Where does one begin to explain the saga of the realignment of conference affiliations of NCAA athletics programs over the last several years? In a frenzied grab for athletic riches, college presidents have set out to destroy traditional athletic rivalries all over the country. While professing to care about the well-being of student athletes, presidents and athletic directors have created conferences that ignore geographical limits ion favor of big football payouts, putting student athletes academic performance at risk from increased travel and missed class time. And that is where our story begins.

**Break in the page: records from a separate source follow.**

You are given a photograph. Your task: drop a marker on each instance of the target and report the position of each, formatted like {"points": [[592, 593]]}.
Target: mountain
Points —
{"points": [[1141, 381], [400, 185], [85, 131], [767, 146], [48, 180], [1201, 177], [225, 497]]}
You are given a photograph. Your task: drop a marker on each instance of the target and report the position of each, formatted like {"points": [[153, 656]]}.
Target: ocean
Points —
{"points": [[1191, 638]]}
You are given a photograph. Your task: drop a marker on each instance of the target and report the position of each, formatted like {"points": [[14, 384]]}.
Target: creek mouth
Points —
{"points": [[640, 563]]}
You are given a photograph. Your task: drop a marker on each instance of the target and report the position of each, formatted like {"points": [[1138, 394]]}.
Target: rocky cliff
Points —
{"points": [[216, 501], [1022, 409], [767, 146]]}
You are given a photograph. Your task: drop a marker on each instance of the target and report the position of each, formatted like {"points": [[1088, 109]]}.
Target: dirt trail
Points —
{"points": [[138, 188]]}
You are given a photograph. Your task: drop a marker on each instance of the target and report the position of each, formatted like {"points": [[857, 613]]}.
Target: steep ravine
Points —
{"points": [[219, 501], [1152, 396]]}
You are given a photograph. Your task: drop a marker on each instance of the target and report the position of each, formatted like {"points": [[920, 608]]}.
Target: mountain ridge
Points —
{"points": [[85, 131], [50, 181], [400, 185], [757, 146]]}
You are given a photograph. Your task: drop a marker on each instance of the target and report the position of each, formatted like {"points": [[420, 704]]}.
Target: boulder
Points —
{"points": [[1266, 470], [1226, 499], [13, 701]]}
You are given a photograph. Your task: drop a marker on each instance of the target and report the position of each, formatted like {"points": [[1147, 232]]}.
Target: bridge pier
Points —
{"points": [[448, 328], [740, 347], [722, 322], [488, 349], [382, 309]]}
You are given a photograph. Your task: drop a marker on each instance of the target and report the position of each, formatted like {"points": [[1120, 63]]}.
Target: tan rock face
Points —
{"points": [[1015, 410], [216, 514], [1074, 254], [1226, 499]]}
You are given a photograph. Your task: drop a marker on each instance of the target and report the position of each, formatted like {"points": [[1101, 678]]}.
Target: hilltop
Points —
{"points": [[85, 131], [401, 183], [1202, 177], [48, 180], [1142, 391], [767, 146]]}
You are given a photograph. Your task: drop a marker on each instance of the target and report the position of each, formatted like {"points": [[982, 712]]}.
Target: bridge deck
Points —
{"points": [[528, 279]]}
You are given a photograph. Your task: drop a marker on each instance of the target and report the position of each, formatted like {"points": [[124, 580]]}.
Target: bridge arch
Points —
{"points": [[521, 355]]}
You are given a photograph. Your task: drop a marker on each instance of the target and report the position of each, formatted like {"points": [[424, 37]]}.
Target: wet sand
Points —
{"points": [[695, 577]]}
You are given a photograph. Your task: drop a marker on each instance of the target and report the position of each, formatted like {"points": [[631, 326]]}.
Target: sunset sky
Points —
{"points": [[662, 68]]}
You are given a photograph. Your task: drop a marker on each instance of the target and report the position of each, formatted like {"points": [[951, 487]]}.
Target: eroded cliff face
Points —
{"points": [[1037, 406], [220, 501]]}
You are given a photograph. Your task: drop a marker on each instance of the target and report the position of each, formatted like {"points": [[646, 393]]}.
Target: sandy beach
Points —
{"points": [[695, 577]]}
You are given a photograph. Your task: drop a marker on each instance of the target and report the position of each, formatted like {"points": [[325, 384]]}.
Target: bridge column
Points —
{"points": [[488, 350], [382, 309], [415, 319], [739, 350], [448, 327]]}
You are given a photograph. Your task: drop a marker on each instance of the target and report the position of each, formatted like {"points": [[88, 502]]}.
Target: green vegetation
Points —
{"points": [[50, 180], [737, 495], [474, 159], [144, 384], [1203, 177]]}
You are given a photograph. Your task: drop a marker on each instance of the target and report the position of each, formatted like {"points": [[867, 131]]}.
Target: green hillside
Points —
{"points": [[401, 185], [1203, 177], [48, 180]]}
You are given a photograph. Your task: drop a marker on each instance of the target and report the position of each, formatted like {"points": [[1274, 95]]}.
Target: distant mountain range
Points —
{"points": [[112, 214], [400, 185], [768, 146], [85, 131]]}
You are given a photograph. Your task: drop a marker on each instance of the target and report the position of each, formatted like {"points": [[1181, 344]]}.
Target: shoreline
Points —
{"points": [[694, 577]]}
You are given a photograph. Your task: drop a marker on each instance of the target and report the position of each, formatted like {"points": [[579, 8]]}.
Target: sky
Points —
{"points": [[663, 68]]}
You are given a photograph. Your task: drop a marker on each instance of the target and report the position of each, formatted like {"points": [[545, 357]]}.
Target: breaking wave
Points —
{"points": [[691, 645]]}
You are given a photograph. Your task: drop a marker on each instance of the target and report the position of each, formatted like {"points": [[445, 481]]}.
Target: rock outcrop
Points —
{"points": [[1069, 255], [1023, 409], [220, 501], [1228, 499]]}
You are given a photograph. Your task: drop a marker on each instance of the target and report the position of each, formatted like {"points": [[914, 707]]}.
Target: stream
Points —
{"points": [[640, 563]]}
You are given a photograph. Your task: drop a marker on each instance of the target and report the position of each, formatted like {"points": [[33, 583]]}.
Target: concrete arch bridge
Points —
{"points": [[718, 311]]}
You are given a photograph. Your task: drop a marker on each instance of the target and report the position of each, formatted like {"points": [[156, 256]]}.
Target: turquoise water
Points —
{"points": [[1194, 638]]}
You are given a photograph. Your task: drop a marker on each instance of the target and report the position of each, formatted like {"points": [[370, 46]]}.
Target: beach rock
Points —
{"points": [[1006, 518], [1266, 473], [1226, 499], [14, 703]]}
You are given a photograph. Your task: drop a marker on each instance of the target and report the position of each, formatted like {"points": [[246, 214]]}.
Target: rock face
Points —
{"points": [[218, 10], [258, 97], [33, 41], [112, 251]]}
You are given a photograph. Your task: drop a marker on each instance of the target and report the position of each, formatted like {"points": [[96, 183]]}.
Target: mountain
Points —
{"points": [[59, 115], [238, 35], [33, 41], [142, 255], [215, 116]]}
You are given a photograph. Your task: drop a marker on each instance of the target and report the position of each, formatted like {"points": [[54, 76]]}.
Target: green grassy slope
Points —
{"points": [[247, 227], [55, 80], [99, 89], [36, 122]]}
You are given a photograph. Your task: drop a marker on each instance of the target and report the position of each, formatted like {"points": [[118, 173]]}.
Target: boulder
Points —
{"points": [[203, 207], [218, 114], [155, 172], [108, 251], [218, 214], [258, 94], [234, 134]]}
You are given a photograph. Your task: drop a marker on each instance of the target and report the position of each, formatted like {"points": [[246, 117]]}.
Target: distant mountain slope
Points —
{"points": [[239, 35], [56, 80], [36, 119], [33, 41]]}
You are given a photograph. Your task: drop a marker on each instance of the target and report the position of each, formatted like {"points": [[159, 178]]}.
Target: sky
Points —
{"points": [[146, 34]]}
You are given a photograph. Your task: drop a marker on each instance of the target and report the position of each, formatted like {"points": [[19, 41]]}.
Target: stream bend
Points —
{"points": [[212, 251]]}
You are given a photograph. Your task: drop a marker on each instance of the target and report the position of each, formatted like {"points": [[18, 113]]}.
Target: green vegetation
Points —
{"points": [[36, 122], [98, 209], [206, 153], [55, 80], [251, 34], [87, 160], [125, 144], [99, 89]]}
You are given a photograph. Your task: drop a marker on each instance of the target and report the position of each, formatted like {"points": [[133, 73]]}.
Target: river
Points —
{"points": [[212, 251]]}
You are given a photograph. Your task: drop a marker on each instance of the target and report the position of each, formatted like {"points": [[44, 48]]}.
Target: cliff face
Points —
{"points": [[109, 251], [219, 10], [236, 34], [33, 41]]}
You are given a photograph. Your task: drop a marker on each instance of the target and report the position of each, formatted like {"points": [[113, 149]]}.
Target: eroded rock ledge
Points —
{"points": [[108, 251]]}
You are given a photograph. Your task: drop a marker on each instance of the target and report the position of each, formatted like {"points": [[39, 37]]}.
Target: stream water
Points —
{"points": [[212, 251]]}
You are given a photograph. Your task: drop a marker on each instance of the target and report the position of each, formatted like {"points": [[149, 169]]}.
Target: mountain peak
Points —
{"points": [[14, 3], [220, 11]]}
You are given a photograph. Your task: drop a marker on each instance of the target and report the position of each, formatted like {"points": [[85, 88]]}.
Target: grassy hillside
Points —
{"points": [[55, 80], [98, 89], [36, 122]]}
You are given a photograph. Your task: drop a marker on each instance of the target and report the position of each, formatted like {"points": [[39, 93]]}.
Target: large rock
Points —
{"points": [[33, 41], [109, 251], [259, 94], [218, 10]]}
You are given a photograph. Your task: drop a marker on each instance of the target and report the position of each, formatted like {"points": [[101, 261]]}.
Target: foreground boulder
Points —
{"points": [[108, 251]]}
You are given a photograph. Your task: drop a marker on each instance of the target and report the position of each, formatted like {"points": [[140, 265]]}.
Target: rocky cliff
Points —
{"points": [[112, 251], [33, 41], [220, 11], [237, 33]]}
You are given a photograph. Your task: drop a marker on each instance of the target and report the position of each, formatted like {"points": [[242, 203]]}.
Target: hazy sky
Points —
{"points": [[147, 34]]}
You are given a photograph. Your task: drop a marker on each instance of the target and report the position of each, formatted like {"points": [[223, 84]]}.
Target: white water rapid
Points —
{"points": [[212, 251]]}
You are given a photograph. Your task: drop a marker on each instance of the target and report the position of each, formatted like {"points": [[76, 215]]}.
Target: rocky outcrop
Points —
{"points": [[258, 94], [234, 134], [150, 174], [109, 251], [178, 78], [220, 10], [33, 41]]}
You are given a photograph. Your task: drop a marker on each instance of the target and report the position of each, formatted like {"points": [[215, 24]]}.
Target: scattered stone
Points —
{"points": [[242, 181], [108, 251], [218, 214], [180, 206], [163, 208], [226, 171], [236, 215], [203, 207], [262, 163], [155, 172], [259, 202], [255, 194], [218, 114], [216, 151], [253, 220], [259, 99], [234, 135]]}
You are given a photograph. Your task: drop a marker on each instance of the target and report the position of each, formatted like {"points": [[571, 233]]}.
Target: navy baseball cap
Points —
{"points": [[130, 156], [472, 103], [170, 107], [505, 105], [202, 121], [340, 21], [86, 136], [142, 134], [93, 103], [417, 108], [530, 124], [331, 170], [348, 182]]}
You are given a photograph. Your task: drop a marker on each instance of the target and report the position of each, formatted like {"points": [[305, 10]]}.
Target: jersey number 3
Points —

In December 2011, Boise State University agreed to join the Big East Conference with intercollegiate play to begin in 2013. The principal motivation behind this move appeared to be as a way to get its football team into a conference with a BCS bowl bid - which meant a more lucrative payout. Over the course of the next year, as teams continued to announce exits from and invitations to the Big East Conference, BSU changed its mind.  In December 2012, BSU announced it was returning to the Mountain West Conference. According to the Big East Conference, BSU owes an exit fee of $5M. BSU says that the Big East Conference doesn't even exist anymore, having been renamed the American Athletic Conference (the name "Big East" had been assigned to a cadre of 7 non-BCS members who formed a separate league) and no longer has an automatic BCS bowl bid.

The AAC (nee Big East) threatened to sue.  Apparently BSU has beaten them to the punch. Let the games begin. May the biggest treasury and the most aggressive tactics win.